The client was asked maintain a daily diary, which included a VAS to assess general pain (no pain to excruciating pain), fatigue (no fatigue to severely fatigued), morning stiffness intensity (no stiffness to intense stiffness), and morning stiffness duration (0 – 2 hours or more) In initial week, patient had less difference in pain but could see difference in his walking style. He could notice that he was able to stand for 20 mins while earlier he could not stand even for 5 mins. He could identify his stiffness reduction in both lower back and groin as now he was able to bend which was very difficult earlier. Even the movement in neck sideways was improving. Reduction in morning stiffness and increased mobility were some of the most noticeable changes in first week. The patient by 5th day was able to sleep straight for an hour without much pain and stiffness and was gradually increasing the time.

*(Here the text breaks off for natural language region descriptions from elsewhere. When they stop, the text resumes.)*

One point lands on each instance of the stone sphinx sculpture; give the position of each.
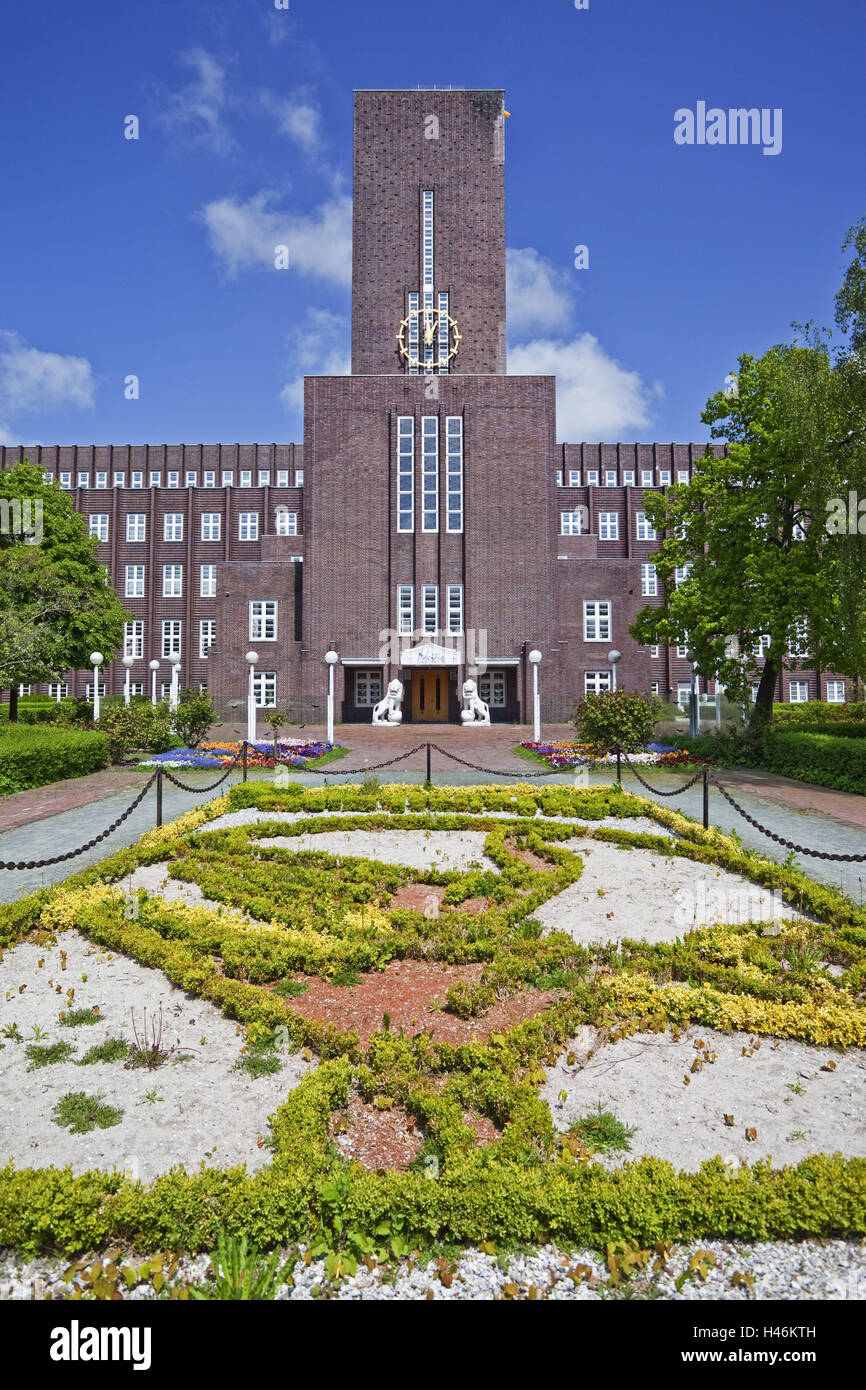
(474, 710)
(389, 709)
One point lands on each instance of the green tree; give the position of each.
(56, 606)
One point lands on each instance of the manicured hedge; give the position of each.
(31, 756)
(824, 759)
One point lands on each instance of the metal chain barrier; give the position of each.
(72, 854)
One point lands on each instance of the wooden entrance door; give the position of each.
(430, 697)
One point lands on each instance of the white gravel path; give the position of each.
(777, 1089)
(206, 1109)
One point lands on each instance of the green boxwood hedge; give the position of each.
(32, 755)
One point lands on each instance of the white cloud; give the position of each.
(317, 348)
(595, 398)
(32, 380)
(243, 235)
(540, 296)
(198, 110)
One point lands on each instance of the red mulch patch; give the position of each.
(406, 990)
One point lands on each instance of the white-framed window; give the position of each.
(136, 526)
(430, 603)
(135, 581)
(453, 427)
(264, 690)
(455, 608)
(367, 687)
(597, 681)
(597, 620)
(207, 635)
(406, 473)
(173, 581)
(430, 473)
(263, 620)
(406, 609)
(134, 638)
(171, 637)
(492, 688)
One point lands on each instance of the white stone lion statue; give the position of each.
(474, 710)
(388, 710)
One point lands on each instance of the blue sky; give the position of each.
(154, 256)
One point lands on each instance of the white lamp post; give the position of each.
(615, 658)
(128, 663)
(250, 698)
(96, 660)
(331, 658)
(534, 660)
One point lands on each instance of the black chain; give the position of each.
(786, 844)
(72, 854)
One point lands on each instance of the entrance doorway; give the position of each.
(430, 697)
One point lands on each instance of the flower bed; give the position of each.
(293, 752)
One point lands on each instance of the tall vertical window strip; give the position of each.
(430, 473)
(406, 469)
(405, 609)
(455, 473)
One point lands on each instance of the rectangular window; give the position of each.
(406, 471)
(597, 681)
(263, 620)
(430, 473)
(406, 620)
(171, 640)
(264, 688)
(367, 688)
(173, 581)
(207, 635)
(134, 640)
(455, 608)
(455, 473)
(430, 598)
(135, 581)
(597, 620)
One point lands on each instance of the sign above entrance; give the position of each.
(430, 655)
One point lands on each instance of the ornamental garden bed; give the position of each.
(278, 911)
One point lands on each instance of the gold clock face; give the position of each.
(420, 331)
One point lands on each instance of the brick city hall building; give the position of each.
(430, 528)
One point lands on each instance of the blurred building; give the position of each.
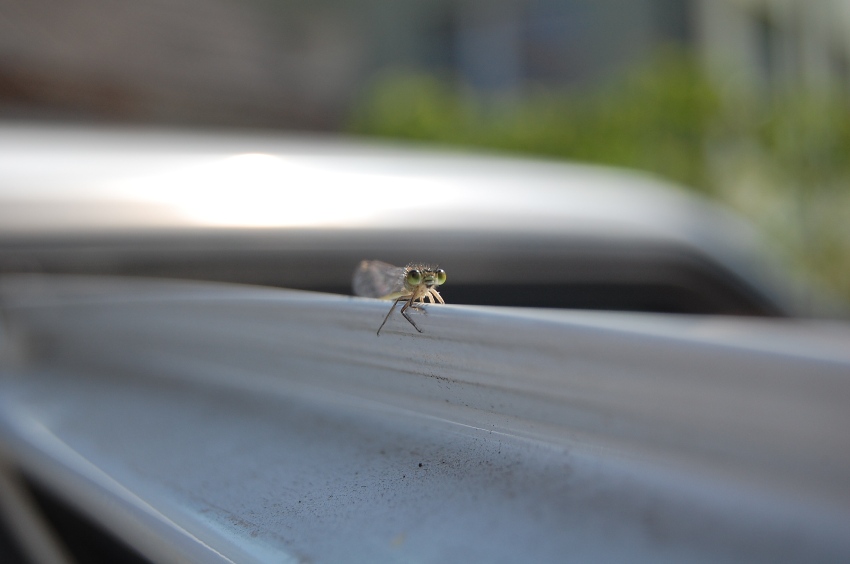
(297, 63)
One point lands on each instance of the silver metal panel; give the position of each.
(203, 422)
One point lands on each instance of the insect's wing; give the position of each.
(376, 279)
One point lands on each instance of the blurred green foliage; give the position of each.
(782, 160)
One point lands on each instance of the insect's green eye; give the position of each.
(414, 277)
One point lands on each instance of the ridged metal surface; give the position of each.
(214, 422)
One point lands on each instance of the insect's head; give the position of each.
(416, 275)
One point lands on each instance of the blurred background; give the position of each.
(745, 101)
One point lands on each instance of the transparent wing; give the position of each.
(376, 279)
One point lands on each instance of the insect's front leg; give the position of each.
(410, 304)
(395, 303)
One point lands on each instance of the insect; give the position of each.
(412, 283)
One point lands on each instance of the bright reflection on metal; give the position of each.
(260, 190)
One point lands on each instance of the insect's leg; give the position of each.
(404, 313)
(395, 303)
(418, 305)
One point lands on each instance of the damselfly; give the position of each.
(413, 283)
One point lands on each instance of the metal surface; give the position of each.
(301, 212)
(203, 422)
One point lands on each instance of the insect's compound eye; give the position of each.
(414, 277)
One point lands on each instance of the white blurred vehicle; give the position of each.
(184, 420)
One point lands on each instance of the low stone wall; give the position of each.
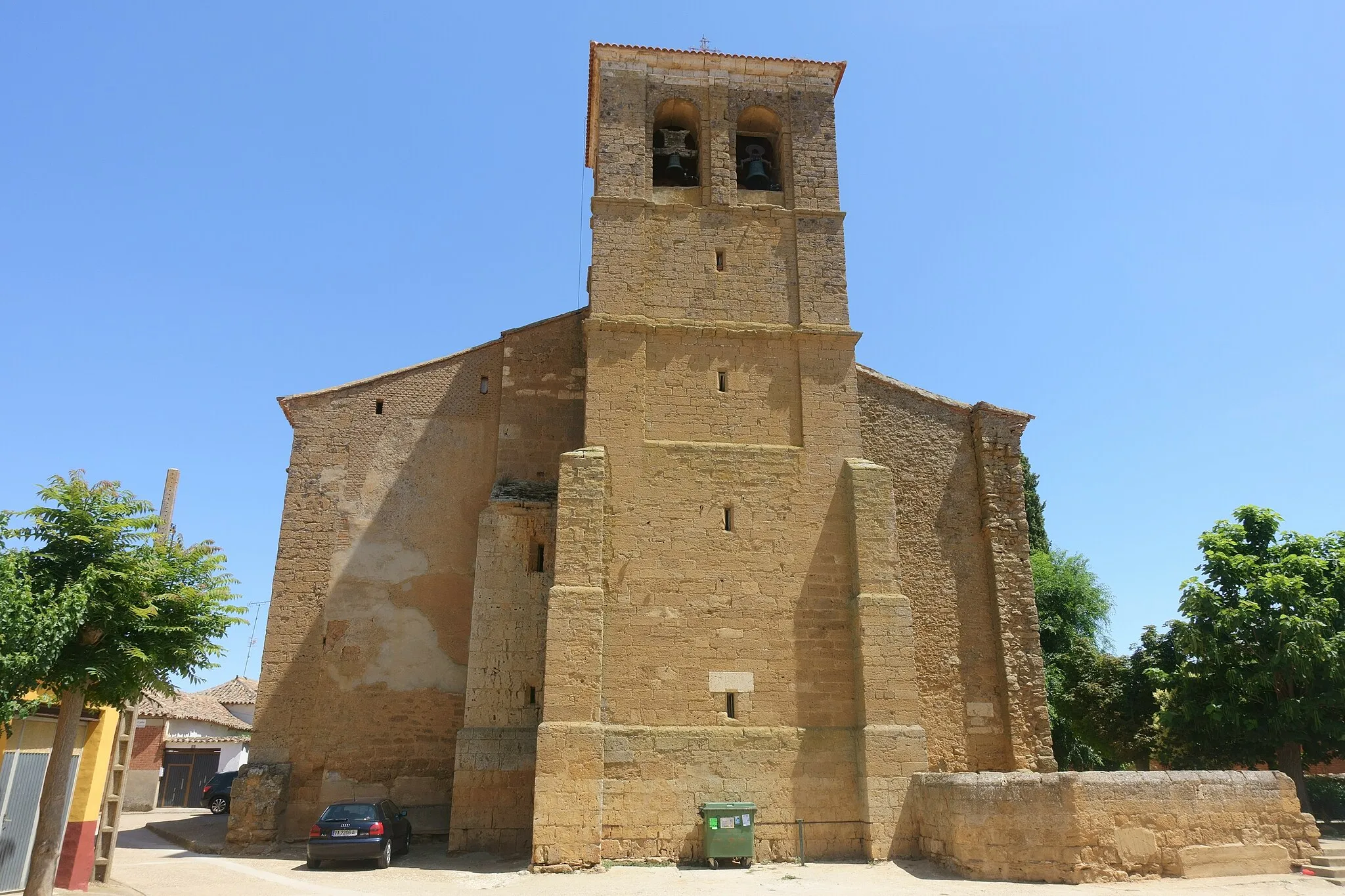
(1099, 826)
(256, 805)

In 2nd week, he could see lot of improvement in B/L shoulder flexibility and now was able to drive car. The patient was now able to walk for 1 km with very less discomfort in his groin area while before treatment he could barely walk for 5 mins. He tried standing for 40 mins and was able to do 5 – 8 squats without any difficulty. Earlier he felt pain while doing exercises but now he was able to do exercises without any much discomfort. In 3 rd week, there was 50% improvement in stiffness in hip region and almost no radiating pain in left leg. On the VAS scale pain had reduced from 9/10 to 5/10. According to the plan, he was given break for a month but was advised to continue diet restrictions and physio strictly. After break, his treatment was again started with mild pressures. The patient was having low intensity pain 4 – 5/10 on VAS of all 3 variables on taking complete symptom wise report. The treatment was again given to him for 14 days.

Results

On completion, the patient had recovered 60% from his initial condition. All dependent variables showed improvement with stiffness intensity showing the greatest improvement, to a final value of 2 from an initial value of 9 – 10 in neck region and back on VAS scale (Table3). Pain in groin region reduced from 8 to 3. Duration of stiffness also showed improvement, to a final value of 2 from an initial value of 9. Improvement was also found in fatigue from initial value 8 to 3 and forward flexion reduced from 6′ to 4′. His score on Bath Ankylosing Spondylitis Disease Activity Index was 7 at time of joining which became 3 at closure (Table2).

Conclusions

This case study proved that Siddha Vaidya, an ancient science that treats by aligning body energies (mind, body and spirit), to empower and activate the body’s internal healing mechanisms had a positive outcome in this Ankylosing Spondylitis patient. This study can further help in areas of investigation, providing some indications that siddha could be used as another alternative therapy with good results in patients with AS who have mild – to – moderate symptoms. The study clearly shows the improvement in patients variables of stiffness, fatigue and pain thus, resulting in cure and an improved lifestyle. Siddha therapy along with diet and physiotherapy rehabilitation played a vital role in this case in reducing pain; enhancing muscle strength, functional independence, and quality of life in patients with Ankylosing Spondylitis.